2 - Why you get an error if you specify a value < 18, but no error with a value >= 18
I was able to reproduce the same error on my machine:
Error in train.default(x, y, weights = w, ...) :
Bad seeds: the seed object should be a list of length 11 with 10 integer vectors of size 18 and the last list element having a single integer
So, by inspecting the train.default I was able to find its source. The error message is triggered by the stop in lines 7 to 10 based on the test badSeed in lines 4 and 5.
else {
if (!(length(trControl$seeds) == 1 && is.na(trControl$seeds))) {
numSeeds <- unlist(lapply(trControl$seeds, length))
4 badSeed <- (length(trControl$seeds) < length(trControl$index) +
5 1) || (any(numSeeds[-length(numSeeds)] < nrow(trainInfo$loop)))
if (badSeed)
7 stop(paste("Bad seeds: the seed object should be a list of length",
8 length(trControl$index) + 1, "with", length(trControl$index),
9 "integer vectors of size", nrow(trainInfo$loop),
10 "and the last list element having a", "single integer"))
}
}
The number 18 is coming from nrow(trainInfo$loop), so we need to find the value of trainInfo$loop. The object trainInfo is assigned a value trainInfo <- models$loop(tuneGrid) in line 3:
if (trControl$method != "none") {
if (is.function(models$loop) && nrow(tuneGrid) > 1) {
3 trainInfo <- models$loop(tuneGrid)
if (!all(c("loop", "submodels") %in% names(trainInfo)))

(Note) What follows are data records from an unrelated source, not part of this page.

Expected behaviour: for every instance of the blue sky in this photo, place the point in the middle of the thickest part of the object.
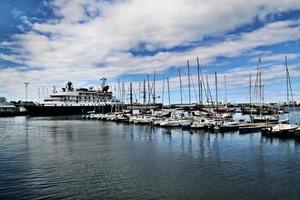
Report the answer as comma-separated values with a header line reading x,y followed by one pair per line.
x,y
50,42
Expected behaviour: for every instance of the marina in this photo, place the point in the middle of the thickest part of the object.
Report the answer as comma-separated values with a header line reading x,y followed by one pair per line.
x,y
71,158
149,100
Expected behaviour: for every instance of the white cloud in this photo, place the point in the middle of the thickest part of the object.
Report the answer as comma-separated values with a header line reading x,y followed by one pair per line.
x,y
99,46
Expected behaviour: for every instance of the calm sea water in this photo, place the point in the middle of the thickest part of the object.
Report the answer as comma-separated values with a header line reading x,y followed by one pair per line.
x,y
56,158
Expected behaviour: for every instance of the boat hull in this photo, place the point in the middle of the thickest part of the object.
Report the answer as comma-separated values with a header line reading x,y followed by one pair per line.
x,y
39,110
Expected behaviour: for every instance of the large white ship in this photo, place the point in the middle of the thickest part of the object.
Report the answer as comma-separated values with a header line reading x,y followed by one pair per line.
x,y
71,101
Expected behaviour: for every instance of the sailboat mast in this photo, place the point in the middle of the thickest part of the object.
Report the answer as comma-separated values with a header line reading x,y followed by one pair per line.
x,y
153,96
130,93
287,81
216,83
199,83
180,82
189,81
144,92
225,85
163,92
250,89
169,92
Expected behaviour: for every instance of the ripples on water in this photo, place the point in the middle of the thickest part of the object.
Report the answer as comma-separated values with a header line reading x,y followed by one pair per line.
x,y
46,158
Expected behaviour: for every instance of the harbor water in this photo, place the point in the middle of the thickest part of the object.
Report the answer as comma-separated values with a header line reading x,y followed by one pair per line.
x,y
71,158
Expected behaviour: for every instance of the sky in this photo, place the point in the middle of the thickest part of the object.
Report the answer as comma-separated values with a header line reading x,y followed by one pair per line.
x,y
49,42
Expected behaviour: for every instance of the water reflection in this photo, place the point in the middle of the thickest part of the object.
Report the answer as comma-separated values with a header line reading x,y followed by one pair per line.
x,y
72,158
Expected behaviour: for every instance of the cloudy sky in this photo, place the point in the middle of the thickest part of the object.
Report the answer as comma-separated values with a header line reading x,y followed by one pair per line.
x,y
50,42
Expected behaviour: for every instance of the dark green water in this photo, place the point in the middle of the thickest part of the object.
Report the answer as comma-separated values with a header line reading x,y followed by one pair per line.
x,y
56,158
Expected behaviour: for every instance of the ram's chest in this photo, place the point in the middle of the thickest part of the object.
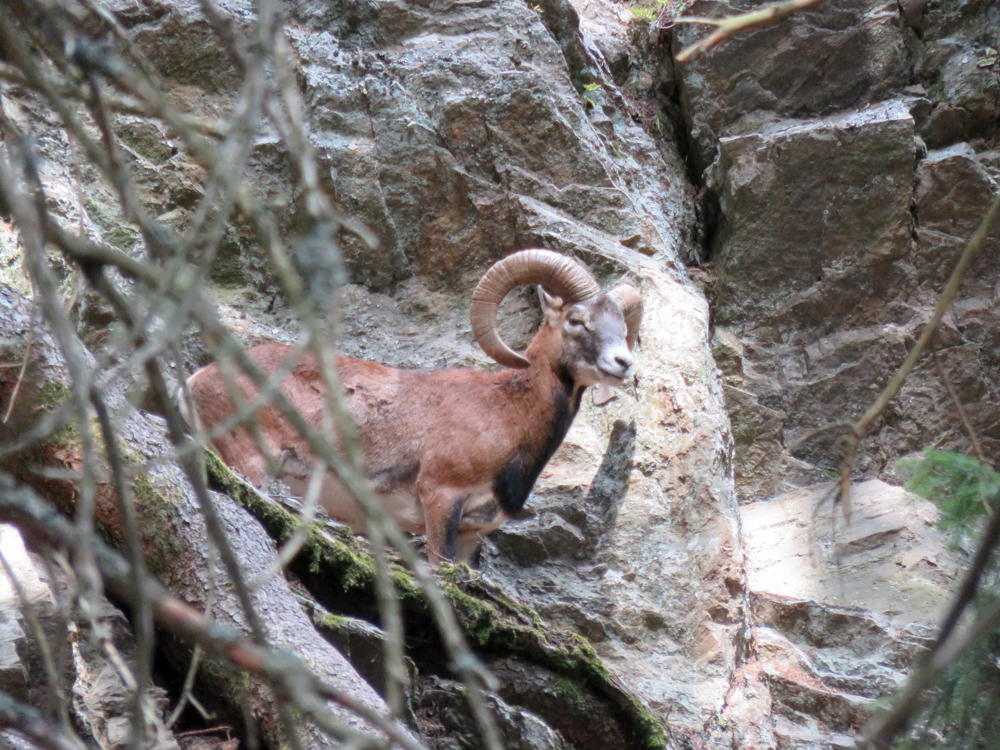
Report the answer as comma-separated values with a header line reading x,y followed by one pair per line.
x,y
479,510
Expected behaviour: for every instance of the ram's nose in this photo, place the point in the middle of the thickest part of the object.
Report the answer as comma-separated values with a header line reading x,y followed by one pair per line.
x,y
617,362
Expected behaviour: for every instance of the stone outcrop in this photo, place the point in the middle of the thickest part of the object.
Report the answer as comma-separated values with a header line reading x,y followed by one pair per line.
x,y
827,171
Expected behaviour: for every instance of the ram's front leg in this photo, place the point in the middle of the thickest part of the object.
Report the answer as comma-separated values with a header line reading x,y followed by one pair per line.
x,y
443,515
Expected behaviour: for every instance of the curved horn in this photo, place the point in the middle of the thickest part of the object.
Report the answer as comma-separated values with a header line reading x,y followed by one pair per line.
x,y
562,276
630,301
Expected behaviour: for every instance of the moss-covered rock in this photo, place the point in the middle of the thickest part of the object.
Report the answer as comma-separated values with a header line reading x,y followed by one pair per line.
x,y
338,571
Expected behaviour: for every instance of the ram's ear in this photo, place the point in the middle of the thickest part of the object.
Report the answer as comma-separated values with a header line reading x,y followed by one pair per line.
x,y
604,394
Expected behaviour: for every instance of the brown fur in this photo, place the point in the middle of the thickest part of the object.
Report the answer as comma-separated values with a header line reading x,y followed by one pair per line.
x,y
435,441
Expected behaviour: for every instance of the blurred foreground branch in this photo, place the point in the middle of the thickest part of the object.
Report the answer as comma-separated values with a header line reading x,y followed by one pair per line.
x,y
732,26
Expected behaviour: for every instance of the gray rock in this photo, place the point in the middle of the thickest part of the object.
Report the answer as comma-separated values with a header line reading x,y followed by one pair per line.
x,y
843,55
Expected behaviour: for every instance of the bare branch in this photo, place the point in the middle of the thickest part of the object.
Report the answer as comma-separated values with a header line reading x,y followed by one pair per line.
x,y
727,28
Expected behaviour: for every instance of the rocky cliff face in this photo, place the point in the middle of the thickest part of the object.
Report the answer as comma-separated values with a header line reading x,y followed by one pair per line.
x,y
825,173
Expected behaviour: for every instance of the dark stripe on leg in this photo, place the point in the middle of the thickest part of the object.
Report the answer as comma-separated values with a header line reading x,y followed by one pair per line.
x,y
451,533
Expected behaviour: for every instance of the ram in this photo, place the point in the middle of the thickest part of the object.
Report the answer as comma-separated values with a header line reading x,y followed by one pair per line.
x,y
451,453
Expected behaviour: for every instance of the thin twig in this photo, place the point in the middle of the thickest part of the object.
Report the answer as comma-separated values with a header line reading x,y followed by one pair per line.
x,y
727,28
40,522
20,376
963,415
861,427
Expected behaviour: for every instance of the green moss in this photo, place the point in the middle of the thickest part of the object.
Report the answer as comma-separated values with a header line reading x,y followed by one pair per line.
x,y
567,688
489,618
157,522
325,552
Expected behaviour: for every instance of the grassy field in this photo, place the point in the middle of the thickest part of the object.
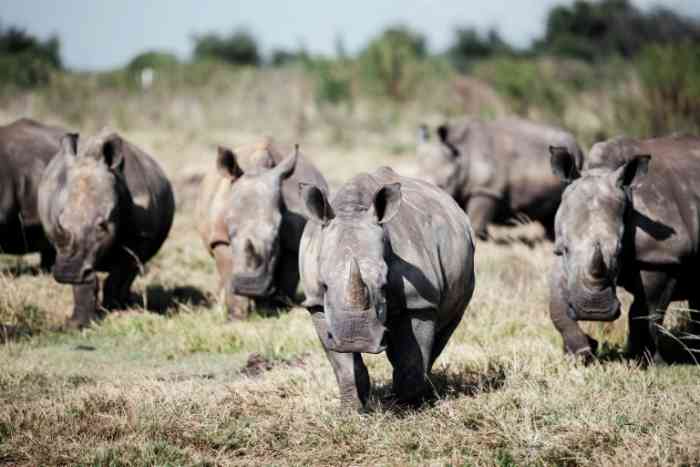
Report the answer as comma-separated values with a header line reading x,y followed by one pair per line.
x,y
171,382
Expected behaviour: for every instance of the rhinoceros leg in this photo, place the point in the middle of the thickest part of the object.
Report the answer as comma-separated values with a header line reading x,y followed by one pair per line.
x,y
237,307
287,273
481,211
694,318
48,258
84,304
350,371
444,335
410,351
575,340
651,298
118,283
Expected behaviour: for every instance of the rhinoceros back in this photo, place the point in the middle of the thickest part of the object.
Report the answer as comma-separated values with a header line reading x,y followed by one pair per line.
x,y
431,246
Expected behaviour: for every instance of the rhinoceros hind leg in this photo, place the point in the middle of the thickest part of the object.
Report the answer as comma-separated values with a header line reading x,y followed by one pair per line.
x,y
118,284
48,258
653,294
410,349
84,304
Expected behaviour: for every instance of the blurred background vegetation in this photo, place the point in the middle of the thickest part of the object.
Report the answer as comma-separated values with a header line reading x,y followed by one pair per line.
x,y
600,69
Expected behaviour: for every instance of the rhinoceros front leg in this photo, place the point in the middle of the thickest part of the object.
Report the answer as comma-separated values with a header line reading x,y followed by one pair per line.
x,y
410,351
651,298
48,259
481,210
575,340
118,283
237,306
85,304
350,371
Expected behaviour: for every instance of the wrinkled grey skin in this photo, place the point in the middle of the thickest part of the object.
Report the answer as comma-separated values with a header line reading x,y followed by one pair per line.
x,y
621,226
388,265
107,207
498,171
264,223
26,148
260,226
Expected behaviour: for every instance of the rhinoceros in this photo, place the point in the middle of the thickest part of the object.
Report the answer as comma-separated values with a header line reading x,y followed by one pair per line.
x,y
387,265
26,148
250,222
498,170
628,219
106,207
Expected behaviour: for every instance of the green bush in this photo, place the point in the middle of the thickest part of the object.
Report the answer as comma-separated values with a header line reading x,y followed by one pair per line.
x,y
238,48
25,61
670,79
390,64
524,82
470,45
332,80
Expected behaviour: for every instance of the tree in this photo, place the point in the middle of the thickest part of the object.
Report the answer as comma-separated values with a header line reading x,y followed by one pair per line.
x,y
389,61
469,45
594,30
25,60
239,48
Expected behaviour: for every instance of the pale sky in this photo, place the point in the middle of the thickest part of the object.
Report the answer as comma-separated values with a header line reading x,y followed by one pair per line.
x,y
106,34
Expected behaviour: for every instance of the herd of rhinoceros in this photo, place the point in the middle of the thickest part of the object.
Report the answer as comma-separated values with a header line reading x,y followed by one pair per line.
x,y
387,263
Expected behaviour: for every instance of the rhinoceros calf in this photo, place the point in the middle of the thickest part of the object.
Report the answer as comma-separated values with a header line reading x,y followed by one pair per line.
x,y
497,171
388,265
107,207
628,219
26,148
250,222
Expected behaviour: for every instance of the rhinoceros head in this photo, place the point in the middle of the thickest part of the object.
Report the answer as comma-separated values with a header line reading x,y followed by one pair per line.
x,y
253,220
590,229
352,269
88,200
438,159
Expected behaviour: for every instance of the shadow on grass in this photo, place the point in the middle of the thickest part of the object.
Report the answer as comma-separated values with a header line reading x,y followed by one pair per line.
x,y
676,348
446,383
161,300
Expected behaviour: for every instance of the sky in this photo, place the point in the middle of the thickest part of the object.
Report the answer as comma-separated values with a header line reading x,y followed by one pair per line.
x,y
99,35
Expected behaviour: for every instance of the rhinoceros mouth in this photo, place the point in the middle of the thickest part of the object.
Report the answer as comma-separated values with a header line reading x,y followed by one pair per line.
x,y
590,314
356,331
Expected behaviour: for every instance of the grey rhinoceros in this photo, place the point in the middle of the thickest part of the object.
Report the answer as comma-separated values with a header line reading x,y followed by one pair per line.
x,y
498,170
107,207
249,218
387,265
628,219
26,148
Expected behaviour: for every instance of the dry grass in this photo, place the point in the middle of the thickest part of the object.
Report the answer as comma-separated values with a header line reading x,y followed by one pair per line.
x,y
170,382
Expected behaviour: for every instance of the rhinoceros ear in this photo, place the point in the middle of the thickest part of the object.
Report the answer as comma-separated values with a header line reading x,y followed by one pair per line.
x,y
227,163
316,204
386,203
423,134
69,144
563,164
112,152
636,167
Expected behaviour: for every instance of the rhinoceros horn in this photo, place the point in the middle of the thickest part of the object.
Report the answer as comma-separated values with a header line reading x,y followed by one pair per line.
x,y
356,295
597,268
253,259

stop("The 'loop' function should produce a list with elements 'loop' and 'submodels'")
}
Now, we need to find the object models. It is assigned the value of models <- getModelInfo(method, regex = FALSE)[[1]] in line 2:
else {
2 models <- getModelInfo(method, regex = FALSE)[[1]]
if (length(models) == 0)
stop(paste("Model", method, "is not in caret's built-in library"))
}
Since we are using method = "gbm", we can see the value of getModelInfo("gbm", regex = FALSE)[[1]]$loop and inspect the result below:
> getModelInfo("gbm", regex = FALSE)[[1]]$loop
function(grid) {
3 loop <- ddply(grid, c("shrinkage", "interaction.depth", "n.minobsinnode"),
function(x) c(n.trees = max(x$n.trees)))
submodels <- vector(mode = "list", length = nrow(loop))
for(i in seq(along = loop$n.trees)) {
index <- which(grid$interaction.depth == loop$interaction.depth[i] &
grid$shrinkage == loop$shrinkage[i] &
grid$n.minobsinnode == loop$n.minobsinnode[i])
trees <- grid[index, "n.trees"]
submodels[[i]] <- data.frame(n.trees = trees[trees != loop$n.trees[i]])
}
list(loop = loop, submodels = submodels)
}
>
The loop (in line 3 above) is assigned the value:
loop <- ddply(grid, c("shrinkage", "interaction.depth", "n.minobsinnode"),
function(x) c(n.trees = max(x$n.trees)))`
Now, let's pass your grid with 54 rows to the line above and inspect the result:
> nrow(grid)
[1] 54
>
> loop <- ddply(grid, c("shrinkage", "interaction.depth", "n.minobsinnode"),
+ function(x) c(n.trees = max(x$n.trees)))
> loop
shrinkage interaction.depth n.minobsinnode n.trees
1 0.09 1 8 150
2 0.09 1 10 150
3 0.09 2 8 150
4 0.09 2 10 150
5 0.09 3 8 150
6 0.09 3 10 150
7 0.10 1 8 150
8 0.10 1 10 150
9 0.10 2 8 150
10 0.10 2 10 150
11 0.10 3 8 150
12 0.10 3 10 150
13 0.11 1 8 150
14 0.11 1 10 150
15 0.11 2 8 150
16 0.11 2 10 150
17 0.11 3 8 150
18 0.11 3 10 150
>
ahh!, we found it. The value 18 is coming from nrow(trainInfo$loop) which is coming from getModelInfo("gbm", regex = FALSE)[[1]]$loop shown above with just 18 rows.
Now, going back to the test that triggered the error:
badSeed <- (length(trControl$seeds) < length(trControl$index) +
1) || (any(numSeeds[-length(numSeeds)] < nrow(trainInfo$loop)))
The first part of the test (length(trControl$seeds) < length(trControl$index) + 1) is FALSE, but the second part (any(numSeeds[-length(numSeeds)] < nrow(trainInfo$loop))) is TRUE for all valuse less that 18 [coming from nrow(trainInfo$loop)], and FALSE for all valuse greater than 18. That's why the error is triggered for a value <18 and not for >=18. As I said above, the caret's calculates the seeds based on the interaction.depth * shrinkage * n.minobsinnode in your case 3 * 3 * 2 = 18 (a model is fit to the max(n.trees) and the others are derived from it, so there is no need for 54 integers).